Barbers Company Crest
The Barbers' Company

On this day – 30 June 1628

On this day in 1628, a letter was written to the Company by the Lords of the Privy Council at Whitehall requesting the impressment of 16 surgeons for service at La Rochelle “best experienced in the care of wounds made by gunshott.”

The previous November, several surgeons of the Company had been summoned to Portsmouth “for the cureing of the wounded souldiers that come from the Isle of Rea in ffrance which are nowe remayneing wounded and sicke at Portsmouth.” These wounded were casualties of the largest English offensive naval venture to that date. Over 100 ships and nearly 7,000 soldiers were sent by Charles I under his favourite George Villiers, 1st Duke of Buckingham to encourage Protestant rebellion against Louis XIII of France and his chief minister Cardinal Richelieu in the Huguenot stronghold of La Rochelle, a well-fortified port on the Atlantic coast. The failed campaign saw heavy casualties.

Among the Portsmouth surgeons had been Peter Thorney, admitted to the Company in 1603 having served his apprenticeship to his uncle Thomas. He had been fined for his ‘absence from lectures’ in 1607, but by 1609 gained his licence to practice surgery from the Dean of St Paul’s and had progressed to the Court by 1627. On July 6 1628 the Court Minutes indicate that Thorney was “by this Court desired to goe Surgeon-general for the Army that goes by Land” for the third attempt by the English to relieve La Rochelle.

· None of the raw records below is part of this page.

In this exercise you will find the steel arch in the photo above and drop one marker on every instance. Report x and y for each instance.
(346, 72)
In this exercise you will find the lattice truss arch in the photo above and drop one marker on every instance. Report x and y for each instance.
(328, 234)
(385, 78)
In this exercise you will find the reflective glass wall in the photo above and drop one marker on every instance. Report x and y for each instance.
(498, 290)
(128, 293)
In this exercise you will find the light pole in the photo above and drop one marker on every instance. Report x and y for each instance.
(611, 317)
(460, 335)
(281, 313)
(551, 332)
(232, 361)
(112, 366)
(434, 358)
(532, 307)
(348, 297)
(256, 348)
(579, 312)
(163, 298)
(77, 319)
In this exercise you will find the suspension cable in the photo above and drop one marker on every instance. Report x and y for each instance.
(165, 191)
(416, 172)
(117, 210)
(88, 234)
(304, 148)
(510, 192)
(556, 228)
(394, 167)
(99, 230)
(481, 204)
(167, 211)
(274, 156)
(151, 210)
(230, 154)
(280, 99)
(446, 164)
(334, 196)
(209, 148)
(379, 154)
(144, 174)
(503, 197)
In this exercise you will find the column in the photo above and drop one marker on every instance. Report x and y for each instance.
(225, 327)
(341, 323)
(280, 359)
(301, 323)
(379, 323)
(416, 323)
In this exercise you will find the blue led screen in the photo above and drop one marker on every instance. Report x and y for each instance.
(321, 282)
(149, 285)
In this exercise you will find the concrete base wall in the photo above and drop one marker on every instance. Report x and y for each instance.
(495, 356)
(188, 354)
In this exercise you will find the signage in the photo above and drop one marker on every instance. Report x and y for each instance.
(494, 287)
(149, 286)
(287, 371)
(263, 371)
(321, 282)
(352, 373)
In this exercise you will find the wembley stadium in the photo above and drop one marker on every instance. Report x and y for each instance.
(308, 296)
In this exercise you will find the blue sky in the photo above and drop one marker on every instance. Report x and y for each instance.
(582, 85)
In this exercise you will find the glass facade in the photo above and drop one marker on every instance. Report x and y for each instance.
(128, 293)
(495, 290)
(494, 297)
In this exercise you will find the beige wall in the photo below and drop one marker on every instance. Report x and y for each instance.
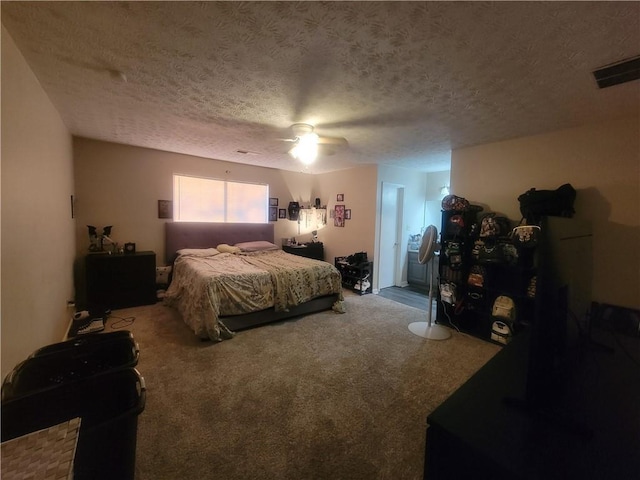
(120, 185)
(37, 228)
(602, 161)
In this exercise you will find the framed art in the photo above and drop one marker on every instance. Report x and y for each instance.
(165, 209)
(338, 219)
(273, 214)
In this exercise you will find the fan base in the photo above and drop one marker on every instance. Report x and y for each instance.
(431, 332)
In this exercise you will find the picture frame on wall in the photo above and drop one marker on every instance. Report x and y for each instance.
(338, 219)
(273, 214)
(165, 209)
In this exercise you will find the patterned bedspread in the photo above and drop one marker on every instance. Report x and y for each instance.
(204, 289)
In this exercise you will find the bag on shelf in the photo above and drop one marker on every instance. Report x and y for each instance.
(526, 236)
(475, 298)
(476, 276)
(455, 225)
(493, 226)
(501, 332)
(535, 204)
(504, 308)
(498, 252)
(453, 251)
(453, 202)
(448, 292)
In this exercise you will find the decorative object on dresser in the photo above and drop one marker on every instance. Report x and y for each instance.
(426, 252)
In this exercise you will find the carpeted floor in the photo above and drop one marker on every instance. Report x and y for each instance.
(327, 396)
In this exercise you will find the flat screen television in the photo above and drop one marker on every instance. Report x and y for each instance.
(563, 297)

Letter to the Master and Wardens from the Privy Council, June 1628.
Portrait of Louis XIII with cartouche of the siege of La Rochelle. © The Trustees of the British Museum

Thorney’s preparations for his departure included the making of his will on 25 July, in which he wrote:

“I commend my bodie to bee buried where it shall please god or my freindes, if I come not home from the Sea this voiage I intended for the releife of Rochell.”

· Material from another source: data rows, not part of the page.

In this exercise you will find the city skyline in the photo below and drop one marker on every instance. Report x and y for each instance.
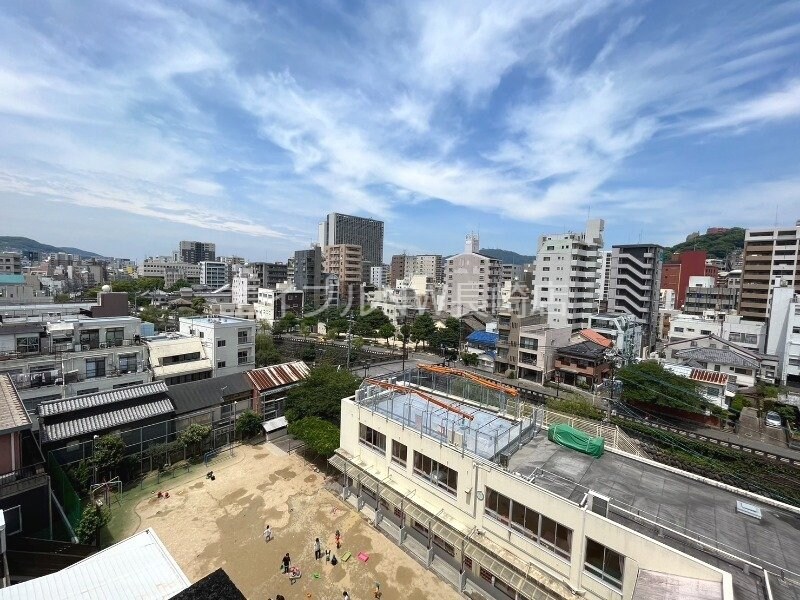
(129, 128)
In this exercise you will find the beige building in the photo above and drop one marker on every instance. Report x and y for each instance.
(477, 493)
(768, 254)
(345, 261)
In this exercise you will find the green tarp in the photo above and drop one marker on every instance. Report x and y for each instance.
(576, 439)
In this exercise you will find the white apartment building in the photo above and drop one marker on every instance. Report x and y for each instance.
(635, 284)
(170, 271)
(59, 357)
(244, 289)
(472, 281)
(730, 327)
(481, 497)
(229, 342)
(214, 274)
(565, 275)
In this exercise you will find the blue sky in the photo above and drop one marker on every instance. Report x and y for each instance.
(129, 126)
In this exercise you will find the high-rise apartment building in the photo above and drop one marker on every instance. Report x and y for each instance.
(308, 275)
(634, 285)
(354, 231)
(213, 273)
(565, 275)
(768, 254)
(472, 281)
(196, 252)
(345, 260)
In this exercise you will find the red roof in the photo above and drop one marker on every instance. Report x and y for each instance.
(276, 376)
(709, 376)
(596, 337)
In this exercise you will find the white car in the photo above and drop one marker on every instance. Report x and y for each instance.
(773, 419)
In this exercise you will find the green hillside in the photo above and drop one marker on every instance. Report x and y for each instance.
(717, 245)
(20, 244)
(506, 256)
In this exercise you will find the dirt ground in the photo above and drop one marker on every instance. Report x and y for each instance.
(209, 524)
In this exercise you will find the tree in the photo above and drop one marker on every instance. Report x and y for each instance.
(193, 436)
(320, 394)
(319, 435)
(423, 328)
(248, 424)
(386, 331)
(93, 520)
(266, 352)
(107, 453)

His bequests included those to  “George Peren, Citizen and BarberSurgeon of London… my yearball knowne by the name of Gerards yearball” and to “Edward Griffith which was my Servant all my manuscripts belonginge to surgerie and all my instruments belonging to Surgery except my plaster box and salvatory and instruments in the boxe and my silver seringe, and likewise unto the said Edward all my medicines whatsoever I give him wth my bookes of Surgery whatsoever in my Studdie.”

Thorney did not survive the final, failed attempt to relieve La Rochelle; the city surrendered on October 28 1628 and probate was granted to his heirs the following month.

The Court Minutes for 23 January 1629 recorded the election of an Assistant ‘by reason of the death of Peter Thorney in the Kings service.’